Botox for cosmetic reasons

Hi all, and Happy New Year. Hope you are all keeping safe and well.

Can I ask for people’s experience with having cosmetic Botox? Have people found that practitioners are reluctant to do Botox on them because of their MS?

Have people generally disclosed their diagnosis/Is it necessary to disclose? I’m minded to not tell anyone so generally leaning more towards not saying anything.

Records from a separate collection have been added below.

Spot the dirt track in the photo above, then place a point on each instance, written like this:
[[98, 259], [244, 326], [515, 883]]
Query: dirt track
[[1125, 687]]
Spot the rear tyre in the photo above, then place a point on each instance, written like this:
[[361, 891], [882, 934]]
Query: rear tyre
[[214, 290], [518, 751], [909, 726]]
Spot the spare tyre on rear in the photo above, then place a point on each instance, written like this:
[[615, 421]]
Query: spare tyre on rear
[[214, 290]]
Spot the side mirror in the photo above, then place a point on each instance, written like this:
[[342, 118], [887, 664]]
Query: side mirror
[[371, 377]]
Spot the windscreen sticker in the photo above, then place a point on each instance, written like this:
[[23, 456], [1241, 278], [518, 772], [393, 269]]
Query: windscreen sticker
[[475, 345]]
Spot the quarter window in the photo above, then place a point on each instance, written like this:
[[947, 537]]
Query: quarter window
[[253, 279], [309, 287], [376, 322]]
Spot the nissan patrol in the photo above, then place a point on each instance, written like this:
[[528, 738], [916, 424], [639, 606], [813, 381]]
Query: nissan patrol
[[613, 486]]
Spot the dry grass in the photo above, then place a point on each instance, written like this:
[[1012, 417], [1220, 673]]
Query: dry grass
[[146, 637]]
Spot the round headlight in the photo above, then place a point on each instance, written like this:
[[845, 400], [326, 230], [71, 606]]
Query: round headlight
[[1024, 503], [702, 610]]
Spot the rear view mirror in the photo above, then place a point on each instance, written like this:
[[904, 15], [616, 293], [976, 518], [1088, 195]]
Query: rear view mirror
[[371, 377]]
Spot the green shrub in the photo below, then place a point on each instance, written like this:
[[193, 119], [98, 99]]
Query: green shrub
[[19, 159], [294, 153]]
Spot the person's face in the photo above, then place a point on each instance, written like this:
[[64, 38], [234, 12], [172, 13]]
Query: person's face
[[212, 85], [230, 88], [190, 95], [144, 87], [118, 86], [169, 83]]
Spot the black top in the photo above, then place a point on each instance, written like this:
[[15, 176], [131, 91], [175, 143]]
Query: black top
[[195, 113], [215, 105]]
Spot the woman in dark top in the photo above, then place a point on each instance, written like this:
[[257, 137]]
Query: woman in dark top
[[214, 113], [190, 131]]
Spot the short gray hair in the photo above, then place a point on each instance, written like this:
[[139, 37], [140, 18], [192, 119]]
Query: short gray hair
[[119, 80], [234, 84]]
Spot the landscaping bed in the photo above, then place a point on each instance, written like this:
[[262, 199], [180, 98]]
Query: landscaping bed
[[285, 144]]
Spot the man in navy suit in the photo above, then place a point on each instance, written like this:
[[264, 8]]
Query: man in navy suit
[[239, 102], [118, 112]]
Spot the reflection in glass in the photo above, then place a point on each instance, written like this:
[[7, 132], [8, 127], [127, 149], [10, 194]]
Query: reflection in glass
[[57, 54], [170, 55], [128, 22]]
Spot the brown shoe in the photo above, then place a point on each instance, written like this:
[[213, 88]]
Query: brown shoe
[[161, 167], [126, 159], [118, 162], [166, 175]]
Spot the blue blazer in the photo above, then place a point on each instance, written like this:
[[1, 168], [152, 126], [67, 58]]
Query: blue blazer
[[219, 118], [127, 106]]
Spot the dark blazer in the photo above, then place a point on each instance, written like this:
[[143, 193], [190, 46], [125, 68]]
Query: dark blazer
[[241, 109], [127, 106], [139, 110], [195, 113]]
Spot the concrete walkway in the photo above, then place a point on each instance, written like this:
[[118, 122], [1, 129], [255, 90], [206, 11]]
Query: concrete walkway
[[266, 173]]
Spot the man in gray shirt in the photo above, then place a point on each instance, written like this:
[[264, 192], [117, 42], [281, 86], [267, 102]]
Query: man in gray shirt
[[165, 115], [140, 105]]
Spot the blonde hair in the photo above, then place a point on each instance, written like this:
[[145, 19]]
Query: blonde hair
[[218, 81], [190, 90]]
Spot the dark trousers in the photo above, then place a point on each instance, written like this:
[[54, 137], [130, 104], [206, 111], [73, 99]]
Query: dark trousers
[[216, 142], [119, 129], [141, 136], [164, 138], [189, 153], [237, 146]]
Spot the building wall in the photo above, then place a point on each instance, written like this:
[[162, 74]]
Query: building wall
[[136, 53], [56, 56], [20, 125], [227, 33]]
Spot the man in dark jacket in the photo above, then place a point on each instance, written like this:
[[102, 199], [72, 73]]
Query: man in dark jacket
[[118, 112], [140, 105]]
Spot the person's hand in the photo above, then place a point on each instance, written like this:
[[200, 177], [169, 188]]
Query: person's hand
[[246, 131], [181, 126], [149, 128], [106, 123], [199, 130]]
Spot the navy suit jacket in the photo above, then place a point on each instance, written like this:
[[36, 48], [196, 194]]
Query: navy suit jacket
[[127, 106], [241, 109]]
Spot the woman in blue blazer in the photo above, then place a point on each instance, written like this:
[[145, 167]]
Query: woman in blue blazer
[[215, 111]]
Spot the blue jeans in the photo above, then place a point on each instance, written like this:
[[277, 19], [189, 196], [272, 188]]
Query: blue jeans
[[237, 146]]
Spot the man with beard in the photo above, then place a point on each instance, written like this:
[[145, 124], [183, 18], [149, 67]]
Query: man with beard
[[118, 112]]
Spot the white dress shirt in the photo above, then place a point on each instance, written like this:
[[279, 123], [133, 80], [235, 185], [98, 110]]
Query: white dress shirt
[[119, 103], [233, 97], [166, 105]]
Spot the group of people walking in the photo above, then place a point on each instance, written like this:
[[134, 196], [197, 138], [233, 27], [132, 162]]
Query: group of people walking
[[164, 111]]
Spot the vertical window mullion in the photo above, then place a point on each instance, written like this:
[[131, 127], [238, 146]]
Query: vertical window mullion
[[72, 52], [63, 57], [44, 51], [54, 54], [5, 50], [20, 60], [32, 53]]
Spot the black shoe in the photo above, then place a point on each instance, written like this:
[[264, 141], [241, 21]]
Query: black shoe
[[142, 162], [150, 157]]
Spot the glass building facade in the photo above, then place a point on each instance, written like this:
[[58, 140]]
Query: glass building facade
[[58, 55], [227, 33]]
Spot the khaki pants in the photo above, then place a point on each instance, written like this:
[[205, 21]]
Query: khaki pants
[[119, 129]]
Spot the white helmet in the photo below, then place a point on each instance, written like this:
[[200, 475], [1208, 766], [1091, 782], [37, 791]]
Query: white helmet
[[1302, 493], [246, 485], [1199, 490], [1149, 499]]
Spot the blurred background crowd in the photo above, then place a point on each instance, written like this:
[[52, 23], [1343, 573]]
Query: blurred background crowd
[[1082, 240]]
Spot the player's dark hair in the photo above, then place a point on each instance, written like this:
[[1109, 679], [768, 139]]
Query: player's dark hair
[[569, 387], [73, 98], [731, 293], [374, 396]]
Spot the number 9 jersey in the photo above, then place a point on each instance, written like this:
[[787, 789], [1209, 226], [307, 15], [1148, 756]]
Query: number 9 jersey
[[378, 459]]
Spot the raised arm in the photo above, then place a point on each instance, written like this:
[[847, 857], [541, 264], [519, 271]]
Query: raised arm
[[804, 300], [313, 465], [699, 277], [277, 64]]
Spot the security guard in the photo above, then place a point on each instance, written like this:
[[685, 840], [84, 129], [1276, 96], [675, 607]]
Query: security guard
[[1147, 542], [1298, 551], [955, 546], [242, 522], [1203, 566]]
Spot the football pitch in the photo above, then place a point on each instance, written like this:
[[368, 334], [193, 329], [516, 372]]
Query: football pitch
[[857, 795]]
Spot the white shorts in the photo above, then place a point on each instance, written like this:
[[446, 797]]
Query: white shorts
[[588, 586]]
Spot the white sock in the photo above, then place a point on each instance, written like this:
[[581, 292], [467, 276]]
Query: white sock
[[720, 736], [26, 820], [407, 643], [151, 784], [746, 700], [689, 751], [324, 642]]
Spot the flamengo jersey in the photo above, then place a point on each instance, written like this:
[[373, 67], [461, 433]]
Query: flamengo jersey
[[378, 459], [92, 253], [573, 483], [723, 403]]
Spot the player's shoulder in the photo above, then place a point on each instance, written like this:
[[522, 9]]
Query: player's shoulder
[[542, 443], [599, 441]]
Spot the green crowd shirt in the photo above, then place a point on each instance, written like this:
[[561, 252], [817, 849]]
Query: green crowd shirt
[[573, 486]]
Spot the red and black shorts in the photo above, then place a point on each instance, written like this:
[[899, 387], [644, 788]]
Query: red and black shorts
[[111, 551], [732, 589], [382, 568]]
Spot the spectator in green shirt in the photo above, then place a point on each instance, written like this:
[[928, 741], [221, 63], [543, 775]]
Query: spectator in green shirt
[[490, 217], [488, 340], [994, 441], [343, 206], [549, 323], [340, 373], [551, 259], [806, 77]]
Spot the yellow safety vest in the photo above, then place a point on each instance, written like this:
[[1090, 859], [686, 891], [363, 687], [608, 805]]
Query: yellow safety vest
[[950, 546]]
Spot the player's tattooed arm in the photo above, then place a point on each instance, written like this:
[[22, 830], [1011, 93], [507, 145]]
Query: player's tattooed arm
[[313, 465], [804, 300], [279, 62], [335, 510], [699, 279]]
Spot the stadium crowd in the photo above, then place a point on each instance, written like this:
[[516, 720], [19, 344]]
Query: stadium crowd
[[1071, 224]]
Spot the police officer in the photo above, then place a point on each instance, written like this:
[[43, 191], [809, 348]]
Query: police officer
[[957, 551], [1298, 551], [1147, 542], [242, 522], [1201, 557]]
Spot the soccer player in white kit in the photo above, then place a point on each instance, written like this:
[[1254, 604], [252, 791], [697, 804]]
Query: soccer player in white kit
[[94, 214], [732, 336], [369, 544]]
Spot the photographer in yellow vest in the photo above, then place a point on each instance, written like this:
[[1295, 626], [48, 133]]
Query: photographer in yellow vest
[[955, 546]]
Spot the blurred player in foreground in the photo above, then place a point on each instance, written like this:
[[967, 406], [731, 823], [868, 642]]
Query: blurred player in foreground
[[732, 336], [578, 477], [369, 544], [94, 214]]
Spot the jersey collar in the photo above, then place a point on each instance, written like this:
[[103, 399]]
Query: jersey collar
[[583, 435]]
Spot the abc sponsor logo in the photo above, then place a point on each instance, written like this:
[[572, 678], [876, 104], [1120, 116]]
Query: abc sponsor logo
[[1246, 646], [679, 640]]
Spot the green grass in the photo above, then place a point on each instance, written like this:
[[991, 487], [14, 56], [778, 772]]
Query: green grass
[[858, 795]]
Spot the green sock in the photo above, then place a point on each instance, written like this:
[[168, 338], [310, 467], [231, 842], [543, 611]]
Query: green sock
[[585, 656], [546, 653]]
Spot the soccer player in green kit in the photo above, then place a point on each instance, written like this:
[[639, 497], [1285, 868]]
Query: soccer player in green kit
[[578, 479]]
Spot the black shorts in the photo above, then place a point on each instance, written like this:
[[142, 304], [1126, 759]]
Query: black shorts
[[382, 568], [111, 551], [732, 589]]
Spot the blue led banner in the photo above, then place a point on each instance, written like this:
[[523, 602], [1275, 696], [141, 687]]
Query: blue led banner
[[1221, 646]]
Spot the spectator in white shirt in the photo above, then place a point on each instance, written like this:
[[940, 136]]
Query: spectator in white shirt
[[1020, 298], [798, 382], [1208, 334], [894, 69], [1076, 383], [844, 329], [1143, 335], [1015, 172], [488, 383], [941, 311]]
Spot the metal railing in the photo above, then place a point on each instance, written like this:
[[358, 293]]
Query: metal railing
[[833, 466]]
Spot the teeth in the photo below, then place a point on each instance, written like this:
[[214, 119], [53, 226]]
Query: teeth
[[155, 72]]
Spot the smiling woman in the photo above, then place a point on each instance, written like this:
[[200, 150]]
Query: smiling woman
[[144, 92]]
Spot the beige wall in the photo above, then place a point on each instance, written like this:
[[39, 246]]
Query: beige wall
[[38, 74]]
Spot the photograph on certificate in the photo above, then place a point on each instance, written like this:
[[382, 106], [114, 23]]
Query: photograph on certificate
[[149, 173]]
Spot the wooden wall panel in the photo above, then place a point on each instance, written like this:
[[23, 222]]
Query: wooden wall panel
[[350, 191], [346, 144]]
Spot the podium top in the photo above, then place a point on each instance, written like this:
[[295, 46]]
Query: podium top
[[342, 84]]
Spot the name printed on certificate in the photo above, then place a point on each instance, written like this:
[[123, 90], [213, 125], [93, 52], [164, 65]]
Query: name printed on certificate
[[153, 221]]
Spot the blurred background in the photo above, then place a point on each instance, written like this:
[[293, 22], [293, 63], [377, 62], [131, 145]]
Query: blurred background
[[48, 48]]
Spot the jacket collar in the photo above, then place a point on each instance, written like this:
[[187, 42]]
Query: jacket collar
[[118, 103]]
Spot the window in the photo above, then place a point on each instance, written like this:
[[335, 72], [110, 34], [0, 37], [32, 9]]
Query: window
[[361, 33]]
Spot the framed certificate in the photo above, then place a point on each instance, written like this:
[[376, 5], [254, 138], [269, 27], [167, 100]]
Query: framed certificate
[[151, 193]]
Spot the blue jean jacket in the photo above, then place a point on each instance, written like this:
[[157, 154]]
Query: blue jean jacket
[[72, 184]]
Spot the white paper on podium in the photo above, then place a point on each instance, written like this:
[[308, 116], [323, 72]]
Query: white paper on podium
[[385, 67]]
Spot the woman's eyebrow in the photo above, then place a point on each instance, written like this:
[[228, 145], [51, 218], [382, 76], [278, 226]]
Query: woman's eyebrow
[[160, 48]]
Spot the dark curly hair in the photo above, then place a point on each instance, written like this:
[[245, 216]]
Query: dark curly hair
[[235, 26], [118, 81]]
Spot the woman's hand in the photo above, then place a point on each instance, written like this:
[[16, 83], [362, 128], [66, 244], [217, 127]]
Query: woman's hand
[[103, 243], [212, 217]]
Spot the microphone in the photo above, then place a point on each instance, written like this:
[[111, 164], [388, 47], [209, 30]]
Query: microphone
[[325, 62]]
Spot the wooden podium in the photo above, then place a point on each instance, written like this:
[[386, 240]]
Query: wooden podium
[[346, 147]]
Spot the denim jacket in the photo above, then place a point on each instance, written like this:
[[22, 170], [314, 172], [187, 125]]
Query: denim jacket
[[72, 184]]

When I mentioned it to my nurse previously, she didn’t see an issue with having it. But would appreciate hearing other people’s experiences.


Hi, i’ve only had botox or medical reasons ie bladder and arm.


You can build up antibodies to Botox over time, and it then ceases to work. You may be in need of Botox to do with your MS in the future. It also has ‘black box’ warnings, because of its potential very serious side effects.

I am someone who has had a serious adverse reaction to botulinum toxin, twice - generalised weakness that is still a major problem 3 years on, and who has brain atrophy in the area of my brain that has a strong correlation between number of botulinum toxin injections and degree of atrophy. I’d say steer well clear of it for non-essential purposes. I was being given it for dystonia, a neurological condition (ie for medical purposes), and by fully trained specialist nurses or neurologists. Botox is into the CNS and brain within minutes to hours of injection (by retrograde action). They don’t tell you that though.

I’ve had it twice for cosmetic reasons and will continue to do so. Wrote ms on the form you fill in prior so they had the info but wasn’t something we discussed really. Hasn’t affected me in an ms way at all. Really pleased with the results and tend to think having ms is (removed by moderator) enough, so if I can do things to make me feel good then I will. Serious side effects are extremely rare, but as poster above pointed out can happen - I wonder if the dosage is higher when used for medical purposes?
For me though I was nervous the first time but once that was fine it’s not something I worry about.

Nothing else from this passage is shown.